The most uncomfortable, even eerie, element of Buck’s narrative is that she never refers to her daughter Carol, who had a developmental disability, by name. Even when writing about Carol’s adulthood, she always calls her “my child” or “the child.”

Although we’ve made progress over the last 60 years, we as a society need to let go of paternalistic impulses and let people with disabilities narrate their own stories — with the resolute first person “I” as narrator and their own names printed boldly as author.

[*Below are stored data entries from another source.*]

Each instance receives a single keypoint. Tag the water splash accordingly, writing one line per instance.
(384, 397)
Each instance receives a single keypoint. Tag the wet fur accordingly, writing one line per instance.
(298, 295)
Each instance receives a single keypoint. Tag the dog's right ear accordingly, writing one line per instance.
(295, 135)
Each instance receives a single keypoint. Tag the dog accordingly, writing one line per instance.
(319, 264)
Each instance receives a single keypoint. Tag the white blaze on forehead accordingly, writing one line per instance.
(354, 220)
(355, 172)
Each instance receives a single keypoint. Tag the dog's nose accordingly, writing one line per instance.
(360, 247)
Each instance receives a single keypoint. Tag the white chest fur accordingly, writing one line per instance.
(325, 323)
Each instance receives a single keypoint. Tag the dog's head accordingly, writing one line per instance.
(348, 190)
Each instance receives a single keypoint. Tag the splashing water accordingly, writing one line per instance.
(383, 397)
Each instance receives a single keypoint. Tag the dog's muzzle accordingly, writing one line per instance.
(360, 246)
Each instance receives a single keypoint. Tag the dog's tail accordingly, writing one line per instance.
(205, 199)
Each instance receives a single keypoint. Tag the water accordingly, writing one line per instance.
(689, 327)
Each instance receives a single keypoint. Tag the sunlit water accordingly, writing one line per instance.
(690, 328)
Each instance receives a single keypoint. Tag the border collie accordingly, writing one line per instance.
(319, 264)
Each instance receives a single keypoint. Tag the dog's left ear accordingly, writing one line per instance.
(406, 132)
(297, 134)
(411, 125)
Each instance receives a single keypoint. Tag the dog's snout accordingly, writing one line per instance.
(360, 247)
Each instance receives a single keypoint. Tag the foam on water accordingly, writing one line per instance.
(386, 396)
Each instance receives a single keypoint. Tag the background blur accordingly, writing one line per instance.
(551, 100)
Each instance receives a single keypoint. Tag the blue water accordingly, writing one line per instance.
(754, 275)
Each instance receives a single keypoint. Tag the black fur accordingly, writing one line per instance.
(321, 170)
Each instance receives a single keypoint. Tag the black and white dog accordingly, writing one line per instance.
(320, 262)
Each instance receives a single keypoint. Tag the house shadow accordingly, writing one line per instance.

Admittedly, some cognitive disabilities can affect literacy capabilities, writing skills or speech, which affords people with certain types of disabilities unequal representation in self-narrative and advocacy. As such, one potential criticism of the New York Times series is that, so far, physical disability has received significantly more attention than cognitive disability. In fact, there has yet to be a contributed article from anyone with a cognitive or developmental disability.

This representation leaves incomplete the broad panorama of disability identity and reinforces the original question of whether there exists a unified disability community.

To reprise Rosemarie Garland-Thomson’s subtitle: One in five Americans lives with a disability. So why aren’t the other four paying attention to the disparate but decisive pride movements already extant in our communities and newspapers?